Feyzi Açıkalın

İnsanın ardından nasıl yazılır?

02 Temmuz 2020 Perşembe

İnsanın “ardı” ölüm, ondan daha gayrısı yok… En azından benim için ölüm, bir varoluşun sonlanması…

Dolayısıyla, iyisi ya da kötüsüyle “ardından anılmayı” doğal saydıracak bir sonlanış ölüm… 

Bu konudaki “anma” yazılarının üstadı İlhan Selçuk’tu. Dramatik sözcükler kullanmadan, yalnızca kaybedilenin değerini ortaya koyan, başkalarını da onun ardılı olmaya çağıran yazılar kaleme alırdı.

Az kelimeyle içinizi sızlatır, yüreğinizi dağlar ya da ironin lezzetini ağzınıza çalardı. Ardından yazı kaleme aldığı o insanı iki paragrafla yakalamanızı sağlar, tanıyamadığınıza hayıflandırırdı.

İlhan Selçuk da düşünmüş müdür, kendisinin arkasından neler yazılacağını, nasıl anılacağını? Hiç istemezdi herhalde, Antik Mısır’dan Orta Doğu halklarına miras kalan çığlık çığlığa dövünme ritüellerini…

Ya da yine Antik Roma’da olduğu gibi karnaval eşliğinde gitmeyi! Kortejin ardından giden Archimime’nin onun jest ve mimiklerini taklit ederek karekterini yaşatma gösterisini…

İslamiyet öncesi Türk geleneğindeki şamanları gözü tutardı muhakkak. “Sığıtçı” denen, yas tutma görevini profesyonelce üstlenen bir kadına denk gelseydi, ne derdi ki?

Sahi, insan ne ister arkasından? Kendisi bilemeyeceğine göre ölümünden sonra yazılacakların, söyleneceklerin kime, nasıl bir yararı olabilir? 

Ardından yazılan, söylenenlerin yalnızca ailesine ve onu sevenlerine iyi ya da kötü bir miras olarak kalacağı aşikardır. Ama galiba en değerlisi, eğer yazılanlar olumluysa toplumda bir iz bırakabilmiş olarak anılmak isteğidir. 

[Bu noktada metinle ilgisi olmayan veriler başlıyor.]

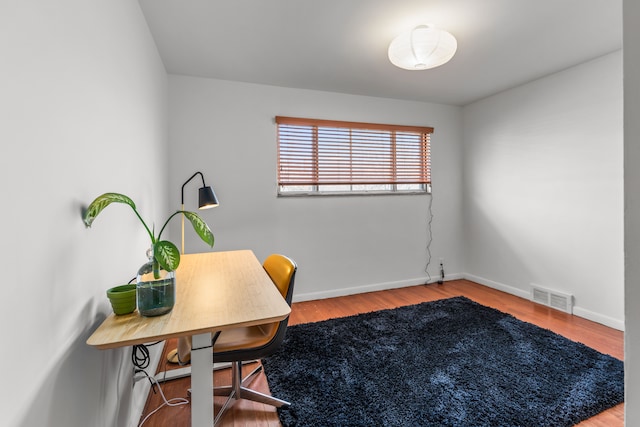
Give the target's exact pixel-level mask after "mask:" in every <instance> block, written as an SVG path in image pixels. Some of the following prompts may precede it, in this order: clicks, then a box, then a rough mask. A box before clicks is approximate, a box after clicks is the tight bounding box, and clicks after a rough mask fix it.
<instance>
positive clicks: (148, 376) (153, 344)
mask: <svg viewBox="0 0 640 427" xmlns="http://www.w3.org/2000/svg"><path fill="white" fill-rule="evenodd" d="M161 342H162V341H156V342H154V343H153V344H149V345H148V346H147V345H145V344H136V345H134V346H133V351H131V363H133V366H135V367H136V368H137V369H136V371H135V373H138V372H144V374H145V375H146V376H147V378H150V377H149V374H147V372H146V371H145V369H147V368H148V367H149V363H151V356H150V355H149V347H150V346H152V345H157V344H160V343H161ZM149 383H150V384H151V387H152V388H153V382H152V381H151V380H149ZM153 392H154V393H155V389H153Z"/></svg>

Asıl soru, bu anmayı kimin yazıya ya da söze dökeceğidir. Göçmüş olan fani yetkin bir kalemi mi arzulamıştır yoksa onu en iyi tanıyanı mı? Onu en iyi tanıyan yanında olan mıdır, onunla yoğunluklu yaşayan mı?

Kalitelerini, güçlü yanlarını, düşkünlüklerini, zayıflıklarını, zaaflarını ille de dökmek  gerekir mi? Yoksa toplumda nasıl kabul görmekte olduğunu yansıtan, genel geçer bir vasat yazı ile mi idare edilsin ister?

Yaşamının toplamını söze, yazıya dökecek birisini bulmak zor olacağına göre, hangi zaman birimine ait nitelikleriyle, davranışlarıyla anılmayı yeğ tutar?

Bir başka soru: İnsan neden yaşadığı sürece övgü ya da sövgüyü göğüslemek yerine, yok oluş sonrasına bırakır? Neden o tatmini ya da hesaplaşmayı sağlığında yaşamak istemez. Bu anlamda cesur yaşamaz?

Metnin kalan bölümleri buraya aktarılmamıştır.